Together, nurse and paramedic
lowered Craig from the wall to along its length onto the blanket Sharon had prepared. Then they rolled
him onto his side long enough to check out his back again from head to heels. Johnny found another
laceration, just below his ribcage.
"It's shallow." Sharon realized. "We can leave that one
alone."
"Okay, bundle him up. I'm through. We'll get a real vitals set once he's baking." Gage
ordered.
Soon Brice was parallel to a raging inferno that began pouring ample warmth into
his body. The heat roused him. "Gage? W-Where am I?" he mumbled.
"My house.
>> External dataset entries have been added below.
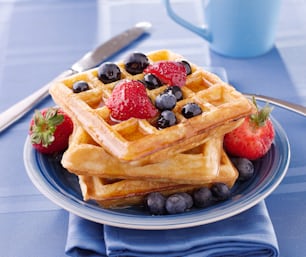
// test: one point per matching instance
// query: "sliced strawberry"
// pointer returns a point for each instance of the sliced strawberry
(50, 130)
(169, 72)
(129, 99)
(253, 138)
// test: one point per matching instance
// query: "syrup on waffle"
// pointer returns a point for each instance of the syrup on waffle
(123, 193)
(138, 139)
(196, 166)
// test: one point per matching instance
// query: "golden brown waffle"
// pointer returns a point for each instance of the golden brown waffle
(139, 140)
(111, 194)
(197, 166)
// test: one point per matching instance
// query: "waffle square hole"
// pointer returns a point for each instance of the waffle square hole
(132, 129)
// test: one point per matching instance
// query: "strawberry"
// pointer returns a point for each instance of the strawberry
(253, 138)
(129, 99)
(49, 130)
(168, 72)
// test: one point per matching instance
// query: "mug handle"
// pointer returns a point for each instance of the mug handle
(201, 31)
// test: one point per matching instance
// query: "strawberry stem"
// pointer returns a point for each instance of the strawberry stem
(44, 126)
(259, 118)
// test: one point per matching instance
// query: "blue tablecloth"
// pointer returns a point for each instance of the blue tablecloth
(39, 39)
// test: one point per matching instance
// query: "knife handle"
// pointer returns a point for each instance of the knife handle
(15, 112)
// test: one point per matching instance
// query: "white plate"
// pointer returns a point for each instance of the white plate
(62, 188)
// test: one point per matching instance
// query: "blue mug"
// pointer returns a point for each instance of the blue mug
(236, 28)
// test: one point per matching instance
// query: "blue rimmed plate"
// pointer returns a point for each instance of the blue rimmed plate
(62, 188)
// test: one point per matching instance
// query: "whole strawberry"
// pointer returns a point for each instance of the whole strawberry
(253, 138)
(169, 72)
(50, 130)
(130, 99)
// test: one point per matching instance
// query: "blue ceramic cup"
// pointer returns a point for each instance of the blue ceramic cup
(236, 28)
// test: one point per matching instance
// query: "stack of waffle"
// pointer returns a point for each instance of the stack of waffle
(119, 163)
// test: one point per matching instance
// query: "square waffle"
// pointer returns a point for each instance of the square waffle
(123, 193)
(138, 139)
(196, 166)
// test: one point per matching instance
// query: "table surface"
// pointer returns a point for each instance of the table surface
(41, 38)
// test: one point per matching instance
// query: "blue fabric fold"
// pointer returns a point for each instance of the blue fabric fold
(250, 233)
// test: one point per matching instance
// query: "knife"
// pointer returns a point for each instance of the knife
(88, 61)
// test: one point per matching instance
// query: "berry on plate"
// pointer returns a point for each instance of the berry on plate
(129, 99)
(169, 72)
(253, 138)
(50, 130)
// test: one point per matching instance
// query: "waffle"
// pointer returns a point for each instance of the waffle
(123, 193)
(138, 139)
(196, 166)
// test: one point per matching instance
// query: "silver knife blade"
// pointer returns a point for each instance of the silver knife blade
(107, 49)
(88, 61)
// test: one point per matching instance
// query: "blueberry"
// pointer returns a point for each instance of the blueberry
(136, 62)
(190, 110)
(156, 203)
(203, 197)
(151, 81)
(165, 102)
(176, 91)
(109, 72)
(166, 119)
(80, 86)
(220, 191)
(187, 67)
(245, 168)
(176, 203)
(188, 199)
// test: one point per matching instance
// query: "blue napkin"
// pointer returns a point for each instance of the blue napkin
(250, 233)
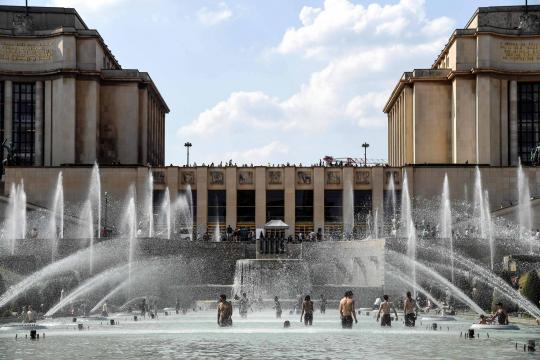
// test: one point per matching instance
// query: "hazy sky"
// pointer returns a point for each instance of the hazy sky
(264, 81)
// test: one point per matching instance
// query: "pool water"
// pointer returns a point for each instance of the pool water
(261, 336)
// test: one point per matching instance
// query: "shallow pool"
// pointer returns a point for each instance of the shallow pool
(196, 336)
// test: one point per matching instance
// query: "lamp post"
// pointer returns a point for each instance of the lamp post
(365, 146)
(187, 145)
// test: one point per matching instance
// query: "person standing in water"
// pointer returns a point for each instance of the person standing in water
(500, 315)
(347, 310)
(323, 304)
(30, 316)
(409, 310)
(277, 307)
(224, 311)
(385, 308)
(307, 311)
(244, 305)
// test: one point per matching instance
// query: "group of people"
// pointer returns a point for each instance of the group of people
(347, 311)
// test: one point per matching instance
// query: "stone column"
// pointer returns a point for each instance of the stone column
(38, 133)
(513, 120)
(318, 198)
(8, 112)
(260, 197)
(202, 199)
(290, 198)
(230, 185)
(172, 182)
(377, 191)
(483, 120)
(504, 123)
(47, 124)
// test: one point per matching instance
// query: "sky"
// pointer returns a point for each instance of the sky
(278, 81)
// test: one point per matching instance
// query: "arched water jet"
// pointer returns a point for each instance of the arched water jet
(110, 275)
(490, 279)
(106, 256)
(438, 277)
(394, 273)
(110, 294)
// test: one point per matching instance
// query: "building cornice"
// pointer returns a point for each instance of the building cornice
(64, 31)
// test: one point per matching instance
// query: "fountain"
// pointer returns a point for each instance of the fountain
(458, 293)
(407, 227)
(166, 213)
(149, 202)
(87, 231)
(94, 195)
(482, 212)
(16, 216)
(524, 208)
(376, 223)
(56, 222)
(446, 222)
(130, 228)
(348, 209)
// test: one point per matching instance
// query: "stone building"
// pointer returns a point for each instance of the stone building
(65, 99)
(479, 103)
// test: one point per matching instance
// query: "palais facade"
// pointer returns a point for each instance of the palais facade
(65, 99)
(479, 103)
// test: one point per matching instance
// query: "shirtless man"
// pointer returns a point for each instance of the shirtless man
(307, 311)
(244, 305)
(385, 308)
(347, 310)
(500, 315)
(277, 307)
(409, 309)
(224, 312)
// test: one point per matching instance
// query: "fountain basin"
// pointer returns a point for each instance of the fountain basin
(438, 318)
(494, 327)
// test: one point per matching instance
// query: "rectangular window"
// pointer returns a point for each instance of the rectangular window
(529, 120)
(275, 205)
(245, 208)
(392, 205)
(23, 127)
(304, 206)
(333, 206)
(1, 112)
(186, 207)
(362, 206)
(217, 207)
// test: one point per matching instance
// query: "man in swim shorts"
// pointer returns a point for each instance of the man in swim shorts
(307, 311)
(409, 309)
(224, 312)
(386, 306)
(347, 310)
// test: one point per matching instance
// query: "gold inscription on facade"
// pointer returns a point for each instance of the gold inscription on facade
(25, 52)
(525, 52)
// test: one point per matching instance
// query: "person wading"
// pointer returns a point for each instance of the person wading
(347, 310)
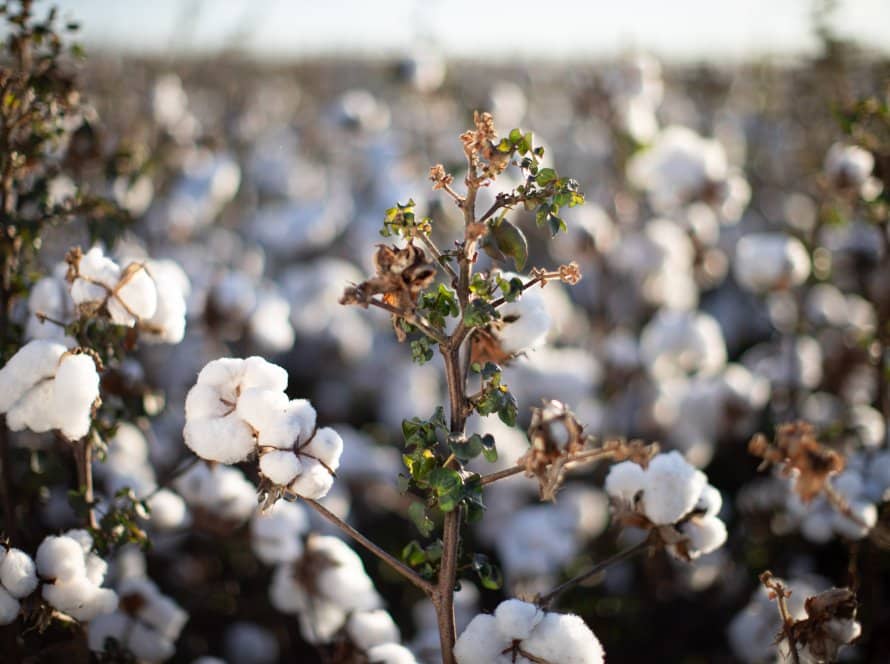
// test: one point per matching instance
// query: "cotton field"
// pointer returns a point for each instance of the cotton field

Enjoy the campfire.
Popcorn's almost ready." Gage quipped, finally smiling a little as he leaned down into Brice's vision
range. "You got any pain happening now?"
"From w-what?" Craig asked blearily as he shivered
inside of his woolen cocoon.
"I'll take that as a no." Johnny told him. "Never mind, Brice.
We'll worry about that later once you're warmed up."
"Hot soup?" Sharon offered, tossing a
stack of towels from the bathroom into Johnny's arms.
"How about enough for two? Now I'm the
one soaked to the skin." Gage grinned up at her. "He's gonna be fine. We can call for help and get
him in once the storm decides to break."